By Carin Smith
The precarious state of Eskom’s finances threatens to hinder the growth of the renewable energy sector in South Africa, just when it is needed most, Steve Sawyer, secretary general of the Global Wind Energy Council (GWEC) said at the opening of the Windaba in Cape Town on Wednesday.
At the same time low oil and coal prices send the wrong kind of signal to consumers, although it does not threaten the renewable energy sector directly, he said.
The most recent prices for wind power are 40% cheaper than for new-build coal, Sawyer told delegates via a live video link. In his view, South Africa has a huge potential for wind energy, but delays in terms of finance and grid connections are the current stumbling blocks.
“Delays in bid rounds as well as delays in finance and grid connection are matters of policy. Until these are addressed there will be substantial issues in terms of investment in SA’s wind energy sector,” he cautioned.
“At the same time, there is interest in SA’s wind energy sector and it would take a lot to scare investors off.”
He has seen a lot of change since the SA government’s accelerated renewable energy independent power producer procurement (REIPPP) programme was announced last year.
“This has stimulated investment and created a thriving market for wind power. Renewables are finally emerging as the only practical and cost-effective means to address the emerging climate crisis. It is a good time to be in the business,” said Sawyer.
According to Heather Sonn, chair of the SA Wind Energy Association (SAWEA), SA has not yet reached “the promised land” as far as its wind energy sector is concerned.

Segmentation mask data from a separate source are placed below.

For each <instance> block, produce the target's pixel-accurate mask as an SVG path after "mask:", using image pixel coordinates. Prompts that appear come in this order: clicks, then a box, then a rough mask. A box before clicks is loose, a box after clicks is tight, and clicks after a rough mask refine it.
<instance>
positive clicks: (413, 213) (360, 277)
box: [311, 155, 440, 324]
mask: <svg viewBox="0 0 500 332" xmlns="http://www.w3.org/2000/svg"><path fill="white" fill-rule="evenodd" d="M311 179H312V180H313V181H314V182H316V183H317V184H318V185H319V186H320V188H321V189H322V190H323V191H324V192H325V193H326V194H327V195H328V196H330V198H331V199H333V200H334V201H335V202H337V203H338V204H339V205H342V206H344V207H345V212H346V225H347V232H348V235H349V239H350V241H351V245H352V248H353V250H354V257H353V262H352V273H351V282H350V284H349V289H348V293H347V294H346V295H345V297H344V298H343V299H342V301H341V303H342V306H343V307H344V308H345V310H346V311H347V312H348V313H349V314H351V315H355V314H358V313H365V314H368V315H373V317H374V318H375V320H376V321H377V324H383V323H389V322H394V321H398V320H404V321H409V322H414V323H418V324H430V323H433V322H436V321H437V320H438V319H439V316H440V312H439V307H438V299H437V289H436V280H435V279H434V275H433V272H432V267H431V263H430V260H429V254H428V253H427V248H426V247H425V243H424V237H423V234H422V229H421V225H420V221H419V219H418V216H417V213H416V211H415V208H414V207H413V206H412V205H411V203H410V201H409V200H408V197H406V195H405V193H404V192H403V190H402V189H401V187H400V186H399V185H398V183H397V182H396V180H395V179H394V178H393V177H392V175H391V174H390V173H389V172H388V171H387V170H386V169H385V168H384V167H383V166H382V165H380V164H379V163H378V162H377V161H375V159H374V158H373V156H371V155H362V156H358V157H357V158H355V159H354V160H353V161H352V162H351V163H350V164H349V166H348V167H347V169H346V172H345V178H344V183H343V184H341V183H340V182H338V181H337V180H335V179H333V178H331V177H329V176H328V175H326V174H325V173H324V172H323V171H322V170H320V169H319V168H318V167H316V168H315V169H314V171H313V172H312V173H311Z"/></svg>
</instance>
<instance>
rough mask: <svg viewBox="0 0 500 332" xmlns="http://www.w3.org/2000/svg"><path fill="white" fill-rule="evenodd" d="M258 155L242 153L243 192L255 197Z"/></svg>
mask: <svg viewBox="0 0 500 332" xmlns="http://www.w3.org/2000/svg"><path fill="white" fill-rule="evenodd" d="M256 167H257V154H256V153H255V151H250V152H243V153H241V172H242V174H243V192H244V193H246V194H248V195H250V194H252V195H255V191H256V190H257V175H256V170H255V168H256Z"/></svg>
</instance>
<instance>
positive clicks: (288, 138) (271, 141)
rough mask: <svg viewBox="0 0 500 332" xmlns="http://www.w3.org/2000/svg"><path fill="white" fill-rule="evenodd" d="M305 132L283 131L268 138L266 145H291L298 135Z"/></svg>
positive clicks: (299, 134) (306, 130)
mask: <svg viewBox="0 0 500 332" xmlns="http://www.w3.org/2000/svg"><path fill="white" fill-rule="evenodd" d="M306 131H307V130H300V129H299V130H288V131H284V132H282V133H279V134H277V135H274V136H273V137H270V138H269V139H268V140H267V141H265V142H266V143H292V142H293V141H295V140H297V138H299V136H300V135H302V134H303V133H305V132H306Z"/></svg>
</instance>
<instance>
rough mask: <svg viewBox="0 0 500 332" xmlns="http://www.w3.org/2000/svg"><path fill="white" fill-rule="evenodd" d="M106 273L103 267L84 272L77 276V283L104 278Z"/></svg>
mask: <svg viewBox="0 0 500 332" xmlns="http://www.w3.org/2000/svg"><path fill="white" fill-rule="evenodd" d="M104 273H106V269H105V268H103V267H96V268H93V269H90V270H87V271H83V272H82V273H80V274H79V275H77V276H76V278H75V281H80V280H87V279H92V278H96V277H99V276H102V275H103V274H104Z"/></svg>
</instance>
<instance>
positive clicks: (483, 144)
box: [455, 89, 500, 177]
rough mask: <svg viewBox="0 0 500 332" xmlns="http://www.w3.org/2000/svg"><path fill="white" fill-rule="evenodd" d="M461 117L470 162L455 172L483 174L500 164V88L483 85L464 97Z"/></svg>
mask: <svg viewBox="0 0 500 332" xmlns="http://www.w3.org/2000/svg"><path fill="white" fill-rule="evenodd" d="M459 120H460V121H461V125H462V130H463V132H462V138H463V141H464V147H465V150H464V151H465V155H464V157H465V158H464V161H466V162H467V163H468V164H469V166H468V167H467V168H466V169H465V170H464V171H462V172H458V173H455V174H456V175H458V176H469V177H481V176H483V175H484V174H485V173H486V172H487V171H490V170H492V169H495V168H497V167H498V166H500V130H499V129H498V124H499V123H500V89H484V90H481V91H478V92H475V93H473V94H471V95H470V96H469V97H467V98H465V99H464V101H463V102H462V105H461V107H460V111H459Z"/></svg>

At the same time, the severe electricity shortages experienced in SA over the past 12 months have increasingly been alleviated by renewable energy, she pointed out.

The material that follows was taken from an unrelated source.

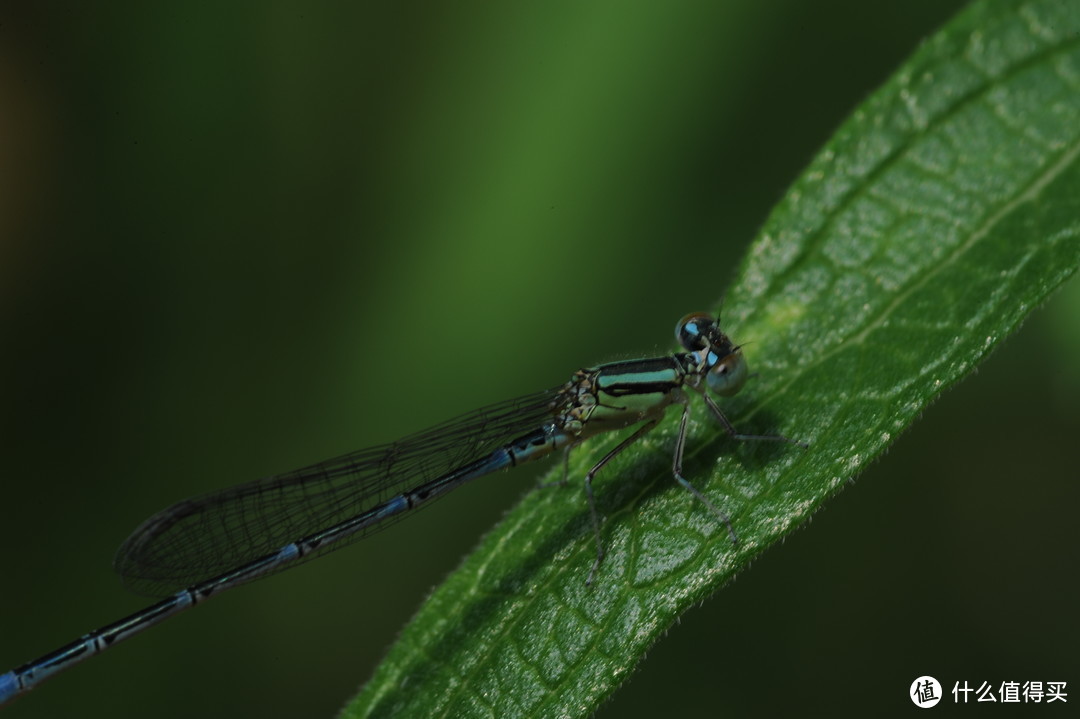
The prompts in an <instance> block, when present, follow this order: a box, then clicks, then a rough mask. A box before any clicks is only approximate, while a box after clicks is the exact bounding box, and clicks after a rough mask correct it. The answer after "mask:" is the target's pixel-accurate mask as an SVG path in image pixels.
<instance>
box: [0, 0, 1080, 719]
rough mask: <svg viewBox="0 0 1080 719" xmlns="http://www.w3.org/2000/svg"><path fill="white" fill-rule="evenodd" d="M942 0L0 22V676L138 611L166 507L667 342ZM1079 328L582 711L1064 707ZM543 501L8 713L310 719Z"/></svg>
mask: <svg viewBox="0 0 1080 719" xmlns="http://www.w3.org/2000/svg"><path fill="white" fill-rule="evenodd" d="M960 4H961V3H958V2H942V1H941V0H917V1H912V2H903V3H900V2H894V3H866V2H864V1H862V0H851V1H832V2H815V3H807V2H801V1H799V0H771V1H770V2H768V3H761V2H752V1H750V0H743V1H738V2H735V1H728V2H723V3H721V2H715V3H701V2H693V3H690V2H676V3H659V2H656V3H651V2H650V3H588V4H582V3H571V2H555V3H551V2H548V3H531V4H529V5H525V4H524V3H396V4H391V3H383V5H384V6H380V5H375V4H354V5H348V6H345V5H343V4H339V3H312V2H305V3H294V4H285V3H249V4H242V3H185V4H183V6H179V5H178V6H174V8H167V6H161V5H159V4H158V3H129V4H110V5H103V4H100V3H98V4H97V5H94V6H78V8H76V6H73V5H68V4H63V3H56V4H49V3H42V4H31V3H17V4H16V3H3V4H2V5H0V167H2V169H0V322H2V323H3V326H2V335H0V336H2V338H3V339H2V343H3V350H2V352H0V362H2V370H3V377H4V381H3V412H2V418H3V420H2V421H3V426H2V428H0V429H2V437H3V438H2V442H3V455H2V462H3V470H2V478H0V483H2V489H3V491H2V494H0V543H2V545H3V547H4V550H3V562H2V570H0V615H2V616H3V618H4V619H3V620H2V621H0V670H3V669H6V668H9V667H10V666H14V665H16V664H21V663H23V662H25V661H28V660H30V659H32V657H35V656H37V655H39V654H41V653H44V652H46V651H49V650H52V649H54V648H55V647H57V646H59V645H60V643H64V642H67V641H69V640H71V639H73V638H75V637H77V636H79V635H81V634H82V633H84V632H86V630H89V629H91V628H93V627H96V626H99V625H102V624H105V623H108V622H110V621H113V620H116V619H119V618H120V616H121V615H123V614H126V613H129V612H131V611H134V610H136V609H139V608H140V607H143V606H144V605H145V603H147V602H146V601H145V600H144V599H141V598H139V597H136V596H132V595H130V594H127V593H126V592H124V589H123V588H122V587H121V586H120V584H119V582H118V580H117V578H116V576H114V575H113V573H112V572H111V568H110V558H111V555H112V552H113V551H114V548H116V547H117V546H118V545H119V543H120V542H121V541H122V540H123V539H124V537H125V535H126V534H127V533H129V532H130V531H131V530H132V529H133V528H134V527H135V526H136V525H137V524H138V523H139V521H141V520H143V519H144V518H145V517H146V516H148V515H149V514H151V513H153V512H154V511H157V510H159V508H161V507H163V506H165V505H167V504H170V503H171V502H174V501H176V500H179V499H183V498H185V497H188V496H191V494H197V493H200V492H203V491H207V490H211V489H214V488H219V487H224V486H227V485H230V484H235V483H238V481H243V480H247V479H252V478H255V477H258V476H262V475H268V474H273V473H278V472H282V471H286V470H292V469H294V467H296V466H301V465H303V464H308V463H311V462H314V461H318V460H321V459H325V458H327V457H332V456H336V455H339V453H342V452H346V451H349V450H352V449H357V448H361V447H363V446H366V445H370V444H375V443H381V442H387V440H391V439H393V438H395V437H397V436H400V435H403V434H405V433H408V432H410V431H415V430H419V429H422V428H424V426H427V425H429V424H432V423H435V422H438V421H441V420H444V419H447V418H449V417H451V416H454V415H456V413H458V412H460V411H464V410H468V409H473V408H475V407H478V406H481V405H484V404H486V403H489V402H494V401H498V399H503V398H507V397H510V396H514V395H517V394H522V393H525V392H529V391H532V390H536V389H539V388H543V386H549V385H554V384H557V383H559V382H562V381H563V380H564V379H565V378H566V377H567V376H568V374H569V372H570V371H572V370H573V369H576V368H577V367H579V366H581V365H585V364H593V363H597V362H603V361H608V360H616V358H620V357H626V356H634V355H640V354H649V353H659V352H665V351H667V350H669V349H671V345H672V337H671V333H672V329H673V327H674V323H675V321H676V320H677V318H678V317H679V316H681V315H683V314H684V313H686V312H688V311H690V310H696V309H706V308H712V307H715V306H716V302H717V300H718V299H719V298H720V297H721V295H723V291H724V289H725V287H726V286H727V285H728V283H729V282H730V280H731V277H732V273H733V271H734V268H735V264H737V262H738V261H739V258H740V257H741V254H742V252H743V248H744V247H745V245H746V244H747V243H748V242H750V240H751V239H752V238H753V235H754V233H755V231H756V229H757V228H758V227H759V225H760V223H761V222H762V220H764V218H765V216H766V214H767V213H768V212H769V209H770V207H771V206H772V204H773V203H774V202H775V201H777V200H778V199H779V198H780V196H781V195H782V193H783V192H784V190H785V189H786V187H787V186H788V184H789V182H791V181H792V180H793V179H794V177H795V176H796V175H797V173H798V172H799V171H800V169H801V168H802V166H804V165H805V164H806V162H807V161H808V160H809V159H810V157H811V155H812V154H813V153H814V152H815V151H816V149H818V148H820V147H821V146H822V145H823V144H824V143H825V140H826V139H827V138H828V136H829V135H831V133H832V132H833V130H834V128H835V127H836V126H837V125H838V124H839V122H840V121H841V120H842V119H843V118H845V117H846V116H847V114H848V113H849V112H850V111H851V110H852V109H853V108H854V106H855V105H856V104H858V103H859V101H861V100H862V99H863V98H864V97H865V96H866V95H867V94H868V93H869V92H870V91H872V90H873V89H874V87H876V86H877V85H878V84H880V83H881V82H882V81H883V80H885V79H886V78H887V77H888V76H889V74H890V72H891V71H892V70H893V69H894V68H895V67H896V66H897V65H899V64H900V63H901V62H902V60H903V59H904V58H905V57H906V56H907V55H908V54H910V52H912V51H913V50H914V49H915V48H916V46H917V45H918V43H919V41H920V40H921V39H922V38H924V37H927V36H928V35H930V33H931V32H932V31H933V30H934V29H936V28H937V27H939V26H940V25H941V24H942V23H944V22H945V21H946V19H947V18H948V17H949V16H950V15H951V14H953V13H954V12H955V11H956V10H957V8H959V6H960ZM1078 316H1080V288H1078V285H1077V283H1076V282H1074V283H1071V284H1070V285H1069V286H1068V287H1066V290H1065V291H1064V293H1062V294H1061V295H1058V296H1057V297H1056V298H1055V299H1054V300H1053V301H1051V302H1050V303H1049V304H1048V307H1045V308H1043V309H1042V310H1040V311H1039V312H1037V313H1036V314H1035V316H1034V317H1032V318H1031V321H1030V322H1028V323H1027V325H1026V326H1025V327H1024V329H1023V330H1022V333H1020V334H1018V335H1017V336H1016V337H1014V338H1012V339H1011V340H1010V341H1008V342H1007V343H1005V344H1004V345H1003V347H1002V348H1001V349H1000V350H999V351H998V352H997V353H996V354H995V355H994V356H993V357H991V358H990V361H989V362H987V363H986V364H985V365H984V367H983V368H982V370H981V371H980V374H978V375H977V376H975V377H973V378H970V379H969V380H968V381H966V382H964V383H962V384H961V385H960V386H958V388H957V389H955V390H953V391H950V392H948V393H946V394H945V395H944V396H943V397H942V399H941V401H940V402H937V403H936V404H935V405H934V406H933V407H932V408H931V409H930V410H929V411H928V412H927V413H926V417H924V418H923V420H921V421H920V422H918V423H917V424H916V425H915V426H914V428H913V429H912V430H910V431H909V432H907V433H906V434H905V435H903V436H902V437H901V438H900V439H899V442H897V443H896V444H895V446H894V448H893V449H892V450H891V451H890V452H889V455H888V456H887V457H885V458H883V459H882V460H881V461H880V462H878V463H877V464H876V465H875V466H874V467H873V469H872V470H870V471H868V472H867V473H866V474H865V475H863V476H862V477H860V479H859V481H858V483H856V484H855V485H854V486H853V487H852V488H850V489H849V490H848V491H846V492H843V493H842V494H841V496H840V497H838V498H837V499H836V500H834V501H833V502H832V503H831V504H829V505H828V507H827V510H826V511H825V512H823V513H821V514H819V515H818V516H816V517H815V518H814V520H813V521H812V523H811V525H810V526H808V527H807V528H805V531H798V532H796V533H795V534H793V535H792V537H791V538H789V539H788V541H786V542H785V543H784V545H783V546H780V547H777V548H774V550H772V551H770V552H768V553H767V554H766V555H765V556H762V557H761V559H760V560H759V561H757V562H756V564H755V566H754V568H753V569H752V570H751V571H750V572H746V573H745V574H744V575H742V576H741V578H740V580H739V581H738V582H735V583H734V584H733V585H732V586H730V587H728V588H726V589H725V591H723V592H720V593H719V594H718V595H717V596H716V597H715V598H713V599H712V600H711V601H708V602H706V603H705V606H704V607H702V608H701V609H700V610H698V611H694V612H690V613H689V614H688V615H686V616H685V618H684V621H683V622H681V624H680V625H679V626H677V627H675V628H674V629H673V630H672V632H671V635H670V636H669V637H667V638H666V639H665V640H663V641H661V642H660V645H658V646H657V647H656V648H654V649H653V651H651V652H650V655H649V657H648V660H647V661H646V662H645V664H644V665H643V666H642V668H640V670H639V671H638V674H637V675H635V677H634V678H633V679H632V680H631V682H630V683H629V684H627V686H626V687H624V688H623V690H621V691H620V692H619V693H618V694H616V696H615V698H613V700H612V701H611V702H610V703H609V704H608V705H607V706H605V707H604V709H603V710H602V713H600V716H604V717H652V716H656V715H658V714H660V713H664V711H673V710H674V711H675V713H676V714H678V715H679V716H688V715H690V714H691V713H708V714H710V715H719V714H727V715H731V716H760V715H766V714H777V713H785V714H791V713H796V711H804V713H805V711H807V710H811V711H825V710H827V711H831V713H833V714H837V715H842V714H846V713H848V711H849V710H851V711H859V713H860V714H863V713H864V711H865V709H867V708H870V709H872V710H873V711H875V714H878V715H882V716H886V715H890V714H897V715H899V714H901V713H905V714H906V713H908V711H910V710H912V709H913V705H910V704H909V703H908V702H907V700H905V698H904V696H905V695H906V692H907V687H908V684H909V682H910V681H912V680H913V679H914V678H915V677H917V676H919V675H922V674H931V675H934V676H936V677H937V678H939V679H941V680H942V681H943V682H947V683H948V684H949V686H951V681H954V680H968V681H969V682H972V683H974V684H976V686H977V683H980V682H981V681H983V680H988V681H990V682H994V683H999V682H1000V681H1002V680H1017V681H1025V680H1030V679H1042V680H1076V678H1077V671H1076V670H1077V668H1078V663H1077V659H1076V655H1075V647H1076V645H1077V639H1078V632H1077V628H1078V626H1077V620H1076V609H1075V608H1076V607H1077V606H1080V596H1078V595H1080V592H1078V585H1077V576H1076V574H1077V573H1076V569H1075V558H1074V556H1072V550H1074V548H1075V547H1076V531H1075V526H1076V524H1075V521H1076V520H1075V514H1076V507H1077V506H1078V504H1080V502H1078V500H1080V490H1078V488H1077V483H1076V478H1077V471H1076V455H1075V446H1076V437H1077V436H1078V433H1080V415H1078V412H1077V405H1078V399H1080V323H1078V322H1077V317H1078ZM729 330H730V331H731V334H732V336H733V337H735V339H737V340H743V341H745V340H752V339H753V338H744V337H740V336H739V328H738V327H731V328H729ZM536 476H537V474H536V472H535V471H534V472H532V474H530V473H529V471H526V470H523V471H522V472H521V473H513V474H504V475H498V476H496V477H491V478H487V479H484V480H481V481H477V483H475V484H474V485H473V486H471V487H467V488H464V489H462V490H460V491H458V492H456V493H454V494H453V496H450V497H449V498H447V499H445V500H444V501H442V502H440V503H438V504H437V505H436V506H435V507H433V508H431V510H429V511H427V512H423V513H420V514H419V515H418V516H417V517H415V518H413V519H410V520H409V521H406V523H403V524H400V525H395V526H394V527H392V528H391V529H389V530H388V531H386V532H383V533H381V534H378V535H376V537H375V538H373V539H370V540H367V541H365V542H364V543H362V544H361V545H359V546H356V547H354V548H352V550H348V551H345V552H340V553H337V554H335V555H332V556H329V557H326V558H325V559H322V560H320V561H319V562H315V564H312V565H308V566H305V567H302V568H299V569H297V570H295V571H292V572H287V573H285V574H281V575H279V576H276V578H274V579H271V580H268V581H265V582H260V583H257V584H254V585H251V586H248V587H245V588H242V589H239V591H237V592H231V593H228V594H226V595H224V596H221V597H220V598H218V599H215V601H213V602H211V603H210V605H207V606H206V607H202V608H200V609H198V610H195V611H193V612H190V613H187V614H185V615H181V616H178V618H176V619H174V620H171V621H170V622H167V623H166V624H164V625H162V626H160V627H158V628H156V629H153V630H151V632H150V633H148V634H145V635H143V636H140V637H138V638H136V639H133V640H132V641H130V642H127V643H124V645H122V646H121V647H118V648H117V649H114V650H112V651H110V652H107V653H106V654H104V655H102V656H99V657H96V659H94V660H92V661H90V662H87V663H86V664H84V665H82V666H80V667H78V668H76V669H73V670H71V671H69V673H67V674H65V675H63V676H62V677H58V678H56V679H54V680H52V681H51V682H49V683H48V684H45V686H44V687H42V688H40V689H39V690H37V691H35V692H32V693H31V694H30V695H28V696H26V697H24V698H22V700H19V701H18V702H17V703H16V704H15V705H13V706H12V707H10V710H9V711H8V713H6V714H5V715H4V716H5V717H8V716H10V717H13V718H16V717H57V716H80V717H92V716H109V717H123V716H151V715H152V716H157V717H190V716H194V715H198V716H203V717H226V716H232V715H237V714H242V715H243V716H260V717H297V716H306V717H325V716H330V715H332V714H333V713H334V711H335V710H336V709H337V708H338V707H339V706H340V705H341V704H342V703H343V702H345V701H346V700H347V698H348V697H349V696H350V695H351V694H352V693H353V692H354V691H355V689H356V688H357V687H359V686H360V684H361V683H362V682H363V681H364V680H366V679H367V677H368V676H369V675H370V673H372V670H373V667H374V666H375V664H376V663H377V662H378V661H379V659H380V657H381V655H382V654H383V653H384V651H386V649H387V647H388V646H389V645H390V642H392V641H393V639H394V637H395V636H396V633H397V632H399V629H400V628H401V627H402V626H403V625H404V623H405V622H406V621H407V620H408V619H409V616H410V615H411V614H413V612H414V611H415V610H416V608H417V607H418V606H419V603H420V602H421V601H422V599H423V597H424V596H426V593H427V592H428V591H429V589H430V588H431V587H432V586H434V585H435V584H437V583H438V582H440V581H441V579H442V578H443V576H445V574H446V573H447V572H449V571H450V570H451V569H453V568H454V567H455V566H456V564H457V561H458V560H459V559H460V557H461V556H462V555H463V554H464V553H467V552H468V551H469V550H470V547H471V546H472V545H473V544H475V543H476V542H477V540H478V538H480V537H481V534H482V533H483V532H484V531H485V529H487V528H489V527H491V526H492V525H494V524H495V523H496V521H497V520H498V518H499V516H500V515H501V513H502V512H503V511H504V510H505V508H507V507H509V506H510V505H511V504H513V502H514V501H515V499H516V498H518V497H519V496H521V494H522V493H524V492H526V491H529V490H530V489H531V487H532V486H534V481H535V478H536ZM1072 687H1075V684H1072ZM941 706H943V705H940V707H941Z"/></svg>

“We have more broadly been starting to ask how renewable energy can power our country’s economic growth and how our significant social investment can be seen as an early example of the successful public-private partnership underpinning the National Development Plan,” said Sonn.
She reckoned a long-term target of SA using 100% renewable energy should be maintained.

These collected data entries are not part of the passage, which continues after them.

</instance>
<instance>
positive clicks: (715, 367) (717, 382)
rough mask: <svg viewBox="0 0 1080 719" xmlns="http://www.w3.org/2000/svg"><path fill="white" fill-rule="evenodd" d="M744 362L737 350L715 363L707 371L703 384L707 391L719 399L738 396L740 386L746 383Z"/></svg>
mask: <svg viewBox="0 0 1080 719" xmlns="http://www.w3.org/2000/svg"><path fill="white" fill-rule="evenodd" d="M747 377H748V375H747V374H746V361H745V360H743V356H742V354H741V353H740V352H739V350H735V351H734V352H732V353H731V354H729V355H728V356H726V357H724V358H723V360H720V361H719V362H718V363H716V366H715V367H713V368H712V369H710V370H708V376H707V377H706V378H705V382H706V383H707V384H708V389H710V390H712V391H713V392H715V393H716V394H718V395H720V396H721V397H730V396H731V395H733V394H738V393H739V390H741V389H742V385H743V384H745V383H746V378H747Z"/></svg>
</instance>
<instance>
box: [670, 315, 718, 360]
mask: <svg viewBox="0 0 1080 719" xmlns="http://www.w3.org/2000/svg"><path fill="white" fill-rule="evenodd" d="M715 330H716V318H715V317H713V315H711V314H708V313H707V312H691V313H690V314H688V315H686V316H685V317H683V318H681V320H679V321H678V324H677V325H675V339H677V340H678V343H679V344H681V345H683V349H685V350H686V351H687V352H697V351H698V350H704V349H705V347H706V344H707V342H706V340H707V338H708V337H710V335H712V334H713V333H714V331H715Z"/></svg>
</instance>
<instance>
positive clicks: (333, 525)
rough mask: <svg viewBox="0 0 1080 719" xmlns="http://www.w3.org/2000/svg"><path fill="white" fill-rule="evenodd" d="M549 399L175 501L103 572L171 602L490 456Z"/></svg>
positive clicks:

“We considered a 2030 delivered-electricity goal of 20% to 40% from renewables to be achievable,” she added. “The wind industry has demonstrated a successful model in creating positive commercial returns, while simultaneously having an impact on wealth distribution, community upliftment and rural development.”
Sonn emphasised that the SA Wind Energy Association also strives to expand the successes in the wind industry to include the creation of black industrialists and the greater inclusion of black people – especially black women.